Chelsea (62 goals, GD +39) and City (76 goals, GD +49) ruthlessly punished Arsenal and Fulham after their opponents were reduced to 10 men. The attitude of Liverpool (82 goals, GD +44) was shown when, with Cardiff chasing an improbable revival having reduced the arrears to 3-5, Luis Suarez reached a long ball launched towards the corner in injury time. Not for him the time-wasting corner-flag routine. He cut inside and went for goal. It didn’t work out that time but a minute later he took advantage of another opportunity to score Liverpool’s 24th goal in six matches.

While this cumulative focus on scoring big is frightening for opponents, particularly Sunderland, who have to go to all three teams in the run-in (and Crystal Palace, who host them all), it is good news for spectators.

All three teams played some excellent attacking football on Saturday, but with four of City’s goals coming from dead-ball situations against a team who have now shipped 70 goals, and Chelsea’s coming either on the counter-attack or against 10 men defending abjectly, Liverpool’s 6-3 win in the Welsh capital was the most impressive.

Chelsea’s Oscar (Getty)

Cardiff twice led, were in the game until the hour mark, and never gave up. But even when they were ahead and defending with five at the back and four in midfield they were no match for Liverpool’s attacking brio.

Brendan Rodgers deployed the same diamond midfield that embarrassed Manchester United at Old Trafford last week, but fielded the guile of Philippe Coutinho at its apex rather than the pace of Raheem Sterling. Coutinho helped knit Liverpool’s attacks together but the three sweetest passes of the day came from Jordan Henderson (a perfectly weighted inside pass for Glen Johnson to provide Suarez’s first), Daniel Sturridge (a smart backheel for Suarez’s second) and Johnson’s long forward pass for the Uruguayan’s hat-trick.

This abundance of providers in a team that also has the passing range of Steven Gerrard and Joe Allen’s precision, explains why it is so difficult to stop Liverpool when they are in full flow. Statistically, and aesthetically, it is the most entertaining Liverpool team since 1987-88, when Kenny Dalglish signed John Barnes and Peter Beardsley and regained the title.

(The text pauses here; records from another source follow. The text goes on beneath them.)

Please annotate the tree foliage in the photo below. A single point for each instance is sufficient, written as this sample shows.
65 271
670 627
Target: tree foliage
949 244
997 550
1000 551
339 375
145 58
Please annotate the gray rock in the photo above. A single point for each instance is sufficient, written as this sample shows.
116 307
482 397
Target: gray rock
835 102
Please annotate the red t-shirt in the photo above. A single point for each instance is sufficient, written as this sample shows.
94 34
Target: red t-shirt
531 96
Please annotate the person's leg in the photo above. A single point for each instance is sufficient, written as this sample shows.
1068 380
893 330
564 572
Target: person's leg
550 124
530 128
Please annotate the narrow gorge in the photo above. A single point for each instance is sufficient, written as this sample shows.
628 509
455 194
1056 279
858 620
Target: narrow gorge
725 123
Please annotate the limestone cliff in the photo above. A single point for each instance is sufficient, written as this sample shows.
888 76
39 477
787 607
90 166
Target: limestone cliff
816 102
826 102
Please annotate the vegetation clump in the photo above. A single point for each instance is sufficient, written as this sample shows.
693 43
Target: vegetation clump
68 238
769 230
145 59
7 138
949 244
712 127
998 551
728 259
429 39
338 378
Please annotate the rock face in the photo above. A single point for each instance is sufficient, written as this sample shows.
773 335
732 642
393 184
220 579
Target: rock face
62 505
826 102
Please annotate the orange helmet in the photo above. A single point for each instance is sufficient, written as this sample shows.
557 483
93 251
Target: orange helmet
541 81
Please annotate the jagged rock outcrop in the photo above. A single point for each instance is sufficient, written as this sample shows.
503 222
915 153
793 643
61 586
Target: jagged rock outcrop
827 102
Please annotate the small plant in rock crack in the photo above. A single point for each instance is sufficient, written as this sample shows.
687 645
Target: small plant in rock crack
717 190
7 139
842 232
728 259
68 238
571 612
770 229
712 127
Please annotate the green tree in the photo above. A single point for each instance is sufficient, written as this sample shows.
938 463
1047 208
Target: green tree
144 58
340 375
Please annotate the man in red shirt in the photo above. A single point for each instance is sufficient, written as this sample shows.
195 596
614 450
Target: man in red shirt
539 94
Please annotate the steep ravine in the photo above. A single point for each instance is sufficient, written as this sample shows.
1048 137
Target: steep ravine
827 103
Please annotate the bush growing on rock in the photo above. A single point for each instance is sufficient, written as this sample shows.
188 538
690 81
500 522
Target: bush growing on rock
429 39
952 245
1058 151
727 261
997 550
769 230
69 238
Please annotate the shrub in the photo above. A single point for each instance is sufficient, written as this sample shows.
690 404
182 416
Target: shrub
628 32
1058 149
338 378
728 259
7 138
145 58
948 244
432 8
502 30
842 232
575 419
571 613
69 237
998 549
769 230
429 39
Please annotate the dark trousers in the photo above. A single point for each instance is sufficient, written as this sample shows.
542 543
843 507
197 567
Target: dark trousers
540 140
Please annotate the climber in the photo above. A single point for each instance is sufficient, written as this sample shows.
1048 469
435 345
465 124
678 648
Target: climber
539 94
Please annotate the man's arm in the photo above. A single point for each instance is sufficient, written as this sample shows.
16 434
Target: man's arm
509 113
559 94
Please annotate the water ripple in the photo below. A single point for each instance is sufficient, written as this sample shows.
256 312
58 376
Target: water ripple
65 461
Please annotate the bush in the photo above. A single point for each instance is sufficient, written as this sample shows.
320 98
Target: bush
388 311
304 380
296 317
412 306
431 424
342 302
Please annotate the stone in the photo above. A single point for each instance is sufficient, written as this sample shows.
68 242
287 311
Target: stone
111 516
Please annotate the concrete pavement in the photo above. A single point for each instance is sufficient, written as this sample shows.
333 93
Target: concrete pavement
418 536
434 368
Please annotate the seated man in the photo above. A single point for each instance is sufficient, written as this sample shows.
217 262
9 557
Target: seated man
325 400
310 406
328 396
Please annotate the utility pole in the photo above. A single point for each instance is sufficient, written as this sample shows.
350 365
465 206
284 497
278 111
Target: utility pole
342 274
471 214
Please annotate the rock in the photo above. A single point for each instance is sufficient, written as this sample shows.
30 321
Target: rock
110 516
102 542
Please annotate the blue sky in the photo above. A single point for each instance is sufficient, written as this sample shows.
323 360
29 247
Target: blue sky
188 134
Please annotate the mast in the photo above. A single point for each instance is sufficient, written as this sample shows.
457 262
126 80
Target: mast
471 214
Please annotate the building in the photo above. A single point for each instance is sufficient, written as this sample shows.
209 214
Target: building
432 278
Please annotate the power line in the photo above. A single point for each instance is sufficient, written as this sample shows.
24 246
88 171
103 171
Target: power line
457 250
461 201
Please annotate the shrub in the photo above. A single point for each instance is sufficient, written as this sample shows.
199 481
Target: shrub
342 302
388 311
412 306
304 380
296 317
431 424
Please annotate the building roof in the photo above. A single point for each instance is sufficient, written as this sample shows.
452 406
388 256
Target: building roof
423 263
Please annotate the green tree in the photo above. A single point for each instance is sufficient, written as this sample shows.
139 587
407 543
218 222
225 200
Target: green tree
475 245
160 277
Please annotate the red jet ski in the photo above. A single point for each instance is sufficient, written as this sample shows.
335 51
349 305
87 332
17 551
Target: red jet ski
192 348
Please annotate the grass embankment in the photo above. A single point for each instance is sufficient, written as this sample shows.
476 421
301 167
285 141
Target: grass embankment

“I think the variety and imagination in our game is at a real top level,” said Rodgers. “We showed our power in the offensive game. We can be better, there are areas defensively where we lapsed a little bit, but I know as a manager that, when you are stood on the touchline, the thing you fear in a game is the opponent and their offensive threat. [Playing us] you are playing against a team that you know can score from anywhere, any angle, and a team that can dominate the ball.

“That’s something that we have developed and cultivated here, it’s not something that was presented to us. It’s something that we’ve worked hard at developing.”

Manchester City’s Yaya Touré (AP)

Liverpool scored 71 league goals last season, 47 the year before. With eight matches left and 82 goals already in the bag they look certain to surpass the 87 they scored in a 40-match season in 1987-88. Rodgers added: “After scoring more goals last year I said we wanted to find 20-plus more goals in the team. We’ve done that. But our idea is to make constant improvement.”

Liverpool, collectively and individually, have progressed more than any other team this season, which is a tribute to Rodgers’ emphasis on coaching his players – “some of these other teams have spent a hell of a lot of money,” he noted – and the players’ readiness to buy into this philosophy.

“What was great for me today is that you see the self-coaching going on. We spend a lot of time coaching on the training field but now the players are self-coaching each other in the game to operate, to have more numbers around the ball, making angles.”

The Liverpool manager added, ominously for opponents: “Whether we win 3-0 or 6-3 it doesn’t matter. For me it’s just about winning and winning in style. We’ve got games to go and we just want to keep scoring goals.”